Serge NUÑEZ TOLIN, La vie où vivre, Rougerie, 2017, 13 €, ISBN : 978-2856683941
Serge Nuñez Tolin poursuit depuis plusieurs années un intéressant travail poétique, personnel et atypique. Une poésie qu’il publie chez des éditeurs comme Le Cormier ou Rougerie, des éditeurs ayant en commun une même vision de l’art poétique et du livre-objet (qui se marque aussi – en clin d’œil – dans l’absence de rognages des cahiers). Deux ans après Fou dans ma hâte et cinq ans après l’excellent Nœud noué par personne, Serge Nuñez Tolin revient avec un recueil assez similaire aux autres, La vie où l’autre, toujours édité chez Rougerie.
Comme précédemment, sont ici regroupées davantage des proses de réflexion poétique que des poèmes à proprement parler. Le livre se lit ici comme une narration complète, d’un seul tenant. Sa thématique ? Une évocation de la vie et du temps qui passe. Si le thème est assez couru, son expression est tout à fait originale : « La vie qu’il nous faut rendre à chaque instant. / Le présent est un texte que personne n’écrit, que nous lisons tous. Ouvrir de part en part le réduit perpétuel de celui que l’on est / De quel poids me pèse le je que je suis ! / Cet incessant rassemblement de soi derrière les yeux et la voix. »

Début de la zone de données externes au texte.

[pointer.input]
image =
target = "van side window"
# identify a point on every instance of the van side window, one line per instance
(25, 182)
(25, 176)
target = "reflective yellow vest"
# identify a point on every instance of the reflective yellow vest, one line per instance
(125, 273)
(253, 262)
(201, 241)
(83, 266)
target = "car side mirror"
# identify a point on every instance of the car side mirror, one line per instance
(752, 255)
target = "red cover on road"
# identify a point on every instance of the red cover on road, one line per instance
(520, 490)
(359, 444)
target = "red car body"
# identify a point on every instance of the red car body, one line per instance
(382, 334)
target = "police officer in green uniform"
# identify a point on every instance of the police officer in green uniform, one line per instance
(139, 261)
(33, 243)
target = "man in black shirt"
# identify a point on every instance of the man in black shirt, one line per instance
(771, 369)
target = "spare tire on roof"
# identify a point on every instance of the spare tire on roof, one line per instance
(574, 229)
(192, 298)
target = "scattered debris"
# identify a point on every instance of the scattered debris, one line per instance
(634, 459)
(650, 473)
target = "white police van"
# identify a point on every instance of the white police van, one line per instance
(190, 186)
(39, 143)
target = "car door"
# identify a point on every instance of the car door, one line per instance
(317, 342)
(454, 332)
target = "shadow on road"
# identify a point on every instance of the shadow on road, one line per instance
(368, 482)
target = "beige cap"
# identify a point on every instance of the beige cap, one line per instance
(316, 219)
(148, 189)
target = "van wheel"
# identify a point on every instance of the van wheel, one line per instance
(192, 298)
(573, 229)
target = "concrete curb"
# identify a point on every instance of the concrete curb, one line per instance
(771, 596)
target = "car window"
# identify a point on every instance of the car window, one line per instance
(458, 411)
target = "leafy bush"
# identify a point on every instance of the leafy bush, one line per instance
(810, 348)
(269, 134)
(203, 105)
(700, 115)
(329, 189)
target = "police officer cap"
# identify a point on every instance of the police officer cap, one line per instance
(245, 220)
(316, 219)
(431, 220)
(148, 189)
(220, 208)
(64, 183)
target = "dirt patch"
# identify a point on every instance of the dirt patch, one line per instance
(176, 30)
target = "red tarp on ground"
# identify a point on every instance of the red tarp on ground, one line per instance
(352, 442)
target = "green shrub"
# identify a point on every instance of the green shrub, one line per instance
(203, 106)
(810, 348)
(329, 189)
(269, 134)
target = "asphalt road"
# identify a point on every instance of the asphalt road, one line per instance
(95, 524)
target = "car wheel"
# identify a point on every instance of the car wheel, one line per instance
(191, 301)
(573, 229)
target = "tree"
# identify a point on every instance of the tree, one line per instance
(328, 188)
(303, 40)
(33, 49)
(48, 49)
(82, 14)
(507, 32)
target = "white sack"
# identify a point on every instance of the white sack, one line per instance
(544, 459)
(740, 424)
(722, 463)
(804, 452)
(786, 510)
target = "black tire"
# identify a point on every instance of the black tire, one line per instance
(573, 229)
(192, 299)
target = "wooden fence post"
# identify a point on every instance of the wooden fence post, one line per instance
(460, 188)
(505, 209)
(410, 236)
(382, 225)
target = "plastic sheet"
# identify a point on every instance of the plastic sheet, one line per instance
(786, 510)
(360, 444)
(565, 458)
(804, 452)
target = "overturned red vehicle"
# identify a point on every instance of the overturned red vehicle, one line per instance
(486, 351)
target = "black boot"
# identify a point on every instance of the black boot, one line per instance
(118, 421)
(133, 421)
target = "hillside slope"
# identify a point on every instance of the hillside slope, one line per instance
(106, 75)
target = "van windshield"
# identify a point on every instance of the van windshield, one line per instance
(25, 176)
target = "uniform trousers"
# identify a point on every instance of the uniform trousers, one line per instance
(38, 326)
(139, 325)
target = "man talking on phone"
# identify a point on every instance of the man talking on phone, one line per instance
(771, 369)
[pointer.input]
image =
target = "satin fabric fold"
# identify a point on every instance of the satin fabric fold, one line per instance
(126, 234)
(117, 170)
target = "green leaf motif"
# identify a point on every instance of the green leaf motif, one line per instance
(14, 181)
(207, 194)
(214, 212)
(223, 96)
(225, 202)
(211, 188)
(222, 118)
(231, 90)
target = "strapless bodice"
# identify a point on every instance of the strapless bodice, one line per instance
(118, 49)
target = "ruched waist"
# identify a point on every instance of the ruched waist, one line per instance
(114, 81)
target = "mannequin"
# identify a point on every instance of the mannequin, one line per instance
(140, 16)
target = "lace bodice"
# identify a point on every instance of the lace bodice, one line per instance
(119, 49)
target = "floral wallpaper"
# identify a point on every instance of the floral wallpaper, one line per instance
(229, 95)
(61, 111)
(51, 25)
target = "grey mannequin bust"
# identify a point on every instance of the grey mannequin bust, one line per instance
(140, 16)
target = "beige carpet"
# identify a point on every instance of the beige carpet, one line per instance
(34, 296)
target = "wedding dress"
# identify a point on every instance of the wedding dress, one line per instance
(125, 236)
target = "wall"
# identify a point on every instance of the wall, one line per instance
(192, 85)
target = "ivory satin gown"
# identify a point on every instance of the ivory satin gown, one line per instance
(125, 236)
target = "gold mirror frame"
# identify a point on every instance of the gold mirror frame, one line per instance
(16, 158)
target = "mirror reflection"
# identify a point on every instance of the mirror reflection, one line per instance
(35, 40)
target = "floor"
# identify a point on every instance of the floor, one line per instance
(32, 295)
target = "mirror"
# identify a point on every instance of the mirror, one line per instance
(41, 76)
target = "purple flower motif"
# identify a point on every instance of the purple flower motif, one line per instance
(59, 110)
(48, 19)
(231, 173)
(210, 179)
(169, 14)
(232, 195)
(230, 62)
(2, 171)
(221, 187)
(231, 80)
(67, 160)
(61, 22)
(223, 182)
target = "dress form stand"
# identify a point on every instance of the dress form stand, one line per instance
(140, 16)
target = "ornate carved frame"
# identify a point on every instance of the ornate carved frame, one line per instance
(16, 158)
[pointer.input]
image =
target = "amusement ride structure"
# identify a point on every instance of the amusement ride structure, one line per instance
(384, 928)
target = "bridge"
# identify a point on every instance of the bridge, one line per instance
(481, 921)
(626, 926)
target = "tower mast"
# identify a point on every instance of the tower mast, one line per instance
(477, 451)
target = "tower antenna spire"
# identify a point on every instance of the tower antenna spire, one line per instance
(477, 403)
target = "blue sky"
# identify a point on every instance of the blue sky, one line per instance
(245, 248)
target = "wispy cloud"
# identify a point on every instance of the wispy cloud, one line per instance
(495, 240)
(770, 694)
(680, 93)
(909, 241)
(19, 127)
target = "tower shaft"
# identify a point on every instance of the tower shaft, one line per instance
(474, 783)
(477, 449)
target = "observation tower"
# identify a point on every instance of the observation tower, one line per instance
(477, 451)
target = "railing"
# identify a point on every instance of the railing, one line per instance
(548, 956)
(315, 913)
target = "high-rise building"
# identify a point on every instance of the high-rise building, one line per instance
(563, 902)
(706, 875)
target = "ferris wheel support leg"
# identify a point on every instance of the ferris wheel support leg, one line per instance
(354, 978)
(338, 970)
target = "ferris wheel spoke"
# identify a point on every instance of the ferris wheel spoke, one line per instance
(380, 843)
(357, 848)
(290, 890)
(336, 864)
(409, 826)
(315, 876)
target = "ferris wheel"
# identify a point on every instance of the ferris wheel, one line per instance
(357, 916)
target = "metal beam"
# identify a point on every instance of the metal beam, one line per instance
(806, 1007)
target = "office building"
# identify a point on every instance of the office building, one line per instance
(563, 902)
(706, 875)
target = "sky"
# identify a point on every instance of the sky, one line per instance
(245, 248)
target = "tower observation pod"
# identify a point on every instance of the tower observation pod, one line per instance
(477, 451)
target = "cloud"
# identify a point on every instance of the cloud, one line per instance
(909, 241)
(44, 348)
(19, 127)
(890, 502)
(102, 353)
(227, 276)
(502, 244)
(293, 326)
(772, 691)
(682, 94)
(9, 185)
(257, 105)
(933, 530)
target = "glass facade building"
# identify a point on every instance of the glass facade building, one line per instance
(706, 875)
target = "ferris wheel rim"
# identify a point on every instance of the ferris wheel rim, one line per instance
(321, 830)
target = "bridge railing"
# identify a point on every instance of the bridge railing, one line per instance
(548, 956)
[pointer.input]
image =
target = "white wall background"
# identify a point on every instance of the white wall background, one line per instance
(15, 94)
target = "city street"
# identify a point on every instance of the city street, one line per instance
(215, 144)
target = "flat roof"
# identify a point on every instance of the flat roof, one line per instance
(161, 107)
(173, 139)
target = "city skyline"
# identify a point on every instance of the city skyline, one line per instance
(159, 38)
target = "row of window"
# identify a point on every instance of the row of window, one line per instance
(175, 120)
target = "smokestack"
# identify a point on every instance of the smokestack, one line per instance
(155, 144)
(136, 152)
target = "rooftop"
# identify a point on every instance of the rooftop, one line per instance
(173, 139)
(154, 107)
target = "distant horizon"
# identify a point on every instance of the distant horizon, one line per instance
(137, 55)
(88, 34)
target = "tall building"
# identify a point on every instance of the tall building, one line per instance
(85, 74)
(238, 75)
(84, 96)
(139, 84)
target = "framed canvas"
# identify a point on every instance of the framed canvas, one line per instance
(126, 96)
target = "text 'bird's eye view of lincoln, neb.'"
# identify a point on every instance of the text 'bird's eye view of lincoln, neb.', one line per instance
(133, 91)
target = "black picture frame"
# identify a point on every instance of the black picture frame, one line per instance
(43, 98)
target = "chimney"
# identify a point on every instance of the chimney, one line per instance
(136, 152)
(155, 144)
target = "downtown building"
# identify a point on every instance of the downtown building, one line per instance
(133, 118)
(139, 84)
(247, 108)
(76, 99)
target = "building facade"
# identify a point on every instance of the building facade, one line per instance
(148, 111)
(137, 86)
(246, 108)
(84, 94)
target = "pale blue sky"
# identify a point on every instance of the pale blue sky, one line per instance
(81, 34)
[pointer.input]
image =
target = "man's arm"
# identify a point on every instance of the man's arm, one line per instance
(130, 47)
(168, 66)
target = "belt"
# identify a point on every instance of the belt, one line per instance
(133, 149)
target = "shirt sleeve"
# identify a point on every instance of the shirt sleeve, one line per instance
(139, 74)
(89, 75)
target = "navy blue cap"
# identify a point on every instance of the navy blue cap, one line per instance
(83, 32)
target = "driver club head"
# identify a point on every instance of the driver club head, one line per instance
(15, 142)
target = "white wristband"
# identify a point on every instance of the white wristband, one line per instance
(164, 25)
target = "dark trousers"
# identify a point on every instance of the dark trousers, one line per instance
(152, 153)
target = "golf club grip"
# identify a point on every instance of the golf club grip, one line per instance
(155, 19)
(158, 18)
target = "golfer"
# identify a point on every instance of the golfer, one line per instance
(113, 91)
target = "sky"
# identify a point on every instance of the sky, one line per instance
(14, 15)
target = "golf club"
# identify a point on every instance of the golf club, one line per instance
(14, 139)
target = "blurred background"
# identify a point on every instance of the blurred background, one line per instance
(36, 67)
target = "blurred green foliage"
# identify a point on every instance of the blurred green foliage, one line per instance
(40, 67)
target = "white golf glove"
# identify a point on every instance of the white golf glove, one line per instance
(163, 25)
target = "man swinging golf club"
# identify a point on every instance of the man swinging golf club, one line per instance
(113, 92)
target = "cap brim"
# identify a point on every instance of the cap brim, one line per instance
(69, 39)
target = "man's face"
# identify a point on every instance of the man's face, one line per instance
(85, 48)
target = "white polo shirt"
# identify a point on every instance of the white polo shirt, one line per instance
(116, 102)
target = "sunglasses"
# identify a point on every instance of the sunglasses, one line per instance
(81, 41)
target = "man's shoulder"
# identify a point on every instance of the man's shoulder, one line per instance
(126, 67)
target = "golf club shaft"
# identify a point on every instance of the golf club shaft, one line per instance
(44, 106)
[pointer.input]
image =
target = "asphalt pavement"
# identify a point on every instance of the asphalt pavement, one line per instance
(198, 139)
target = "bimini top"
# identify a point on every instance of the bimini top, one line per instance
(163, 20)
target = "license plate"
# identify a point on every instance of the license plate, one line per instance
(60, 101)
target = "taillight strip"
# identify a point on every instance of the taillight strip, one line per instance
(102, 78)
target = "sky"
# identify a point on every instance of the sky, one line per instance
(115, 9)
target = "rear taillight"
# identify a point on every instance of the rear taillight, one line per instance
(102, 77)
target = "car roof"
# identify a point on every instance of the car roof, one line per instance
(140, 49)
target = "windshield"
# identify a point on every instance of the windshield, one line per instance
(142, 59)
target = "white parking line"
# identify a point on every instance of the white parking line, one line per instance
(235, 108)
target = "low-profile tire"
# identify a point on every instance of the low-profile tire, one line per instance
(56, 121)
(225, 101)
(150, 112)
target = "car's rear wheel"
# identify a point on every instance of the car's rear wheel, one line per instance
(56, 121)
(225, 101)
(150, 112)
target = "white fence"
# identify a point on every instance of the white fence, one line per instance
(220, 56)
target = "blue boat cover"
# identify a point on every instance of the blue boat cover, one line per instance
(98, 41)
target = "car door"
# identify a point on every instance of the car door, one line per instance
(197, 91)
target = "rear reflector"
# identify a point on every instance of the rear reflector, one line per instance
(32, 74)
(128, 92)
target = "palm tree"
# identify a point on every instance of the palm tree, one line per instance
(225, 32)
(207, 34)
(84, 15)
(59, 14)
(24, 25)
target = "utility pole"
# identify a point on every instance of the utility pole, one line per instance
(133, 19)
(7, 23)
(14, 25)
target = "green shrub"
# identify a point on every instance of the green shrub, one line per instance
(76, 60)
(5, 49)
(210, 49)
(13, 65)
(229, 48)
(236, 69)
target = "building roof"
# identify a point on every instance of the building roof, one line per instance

Tout l’intérêt de ce recueil – et des précédents finalement – réside dans l’alternance poétique entre l’abstrait et le concret du texte. Chaque page, chaque vers contient une dimension presque philosophique, contrebalancée par un élément très matériel : « Je me lave. Corps sous la main, lieu des mots. / Je passe le savon sous l’eau : entre mes doigts/ le silence fait place au temps. » Aussi les recueils de Serge Nuñez Tolin ne sont-ils certainement pas les plus explicites de la littérature francophone ; leurs lectures demandent du temps et quelque connaissance poétique. Cependant, le poète ne craint pas de renouveler la poésie d’aujourd’hui et de poursuivre une veine poético-philosophique qu’un François Jacqmin, par exemple, exploitait, jadis. On a connu pire comme filiation poétique.